Lockdown inflicts damage in more insidious ways than the virus, but the result can be the same, Gupta believes. Those in comfortable jobs who can work from home are largely insulated against the financial and mental stress of life in a pandemic. “My primary concern is that the lockdown is affecting a lot of people very adversely and it is causing deaths and will cause more deaths,” she says.

So far, the scientific data do not support Gupta’s best-case scenario. Blood tests performed by the Office of National Statistics (ONS) on nearly 1,000 people in England suggest that less than 10% of the population has been exposed to the virus. The figures are in line with other surveys, though regional differences exist. Last month, Matt Hancock, the health secretary, said that about 17% of Londoners might have had the virus, against nearer 5% in the rest of the country.

But Gupta believes the test data may substantially underestimate the number of people who have fought off the virus. She suspects that while physical distancing and the lockdown have helped suppress the epidemic, infections may have waned because of people’s natural resistance to the infection, for example through antibodies that fight related coronaviruses which cause common colds – but which would not necessarily show up in Covid-19 antibody tests.

“The epidemic has in many places displayed a pattern which suggests it’s been brought down by natural processes, which does not just include acquired immunity, but perhaps cross-protection from having other related viruses, and possibly some innate level of resistance to start with,” she says.

With best- and worst-case scenarios, reality often lies somewhere in between. But regardless of whether the pandemic has run its course or not, Gupta argues that a blanket lockdown is a drastic response to any infectious disease outbreak. It should have been more targeted from the start, she believes, and should become more targeted now.
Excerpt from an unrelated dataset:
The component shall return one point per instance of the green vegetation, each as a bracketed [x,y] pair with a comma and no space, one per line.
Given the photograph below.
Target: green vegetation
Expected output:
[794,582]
“One possibility could have been to protect the vulnerable people and monitor the epidemic for longer and if we’d started to see deaths creep up in the younger population, among those who don’t obviously have co-morbidities, then lock down at that point, or lock down for a couple of weeks, which the economy can endure, and try and analyse the data globally to see what’s going on,” she says.

“Should we be lifting the lockdown faster? Yes. I don’t think the halfway house situation is helpful. It’s already underscoring the inequalities that exist and those are going to get worse and worse.” She favours shielding the vulnerable but releasing the rest, while keeping physical distancing and hand hygiene measures in place.

Speaking in a personal capacity, Mark Woolhouse, a professor of infectious disease epidemiology at Edinburgh University, who sits on the Sage modelling subgroup, says scientists have no doubt that releasing all population-wide physical distancing measures would spark a resurgence of infections and a second wave. But he agrees that a more nuanced approach is needed to control the epidemic.

In the UK, the over-75s are 10,000 times more likely to die from Covid-19 than the under-15s, he points out. “That is a massive, massive difference. When you see something like that as a public health scientist, you don’t think of a blanket lockdown. This disease is massively concentrated in the older age group. We need to concentrate efforts where they are needed most and where we really need attention is in the care homes.”

He added: “It is not clear to me that population-wide measures were ever actually the right way to go with this. I actively supported the lockdown specifically on the understanding that it was a temporary, time-limited emergency measure. I was not thinking of something that would drag on for months. I was expecting that we would develop a more nuanced strategy once we realised some groups were 10,000 times more at risk than others, that we would adjust our strategy accordingly. And that is only just starting to happen now. It’s not what I signed up for.”

This article was amended on 8 June 2020 to remove incorrect details about Gupta’s personal life.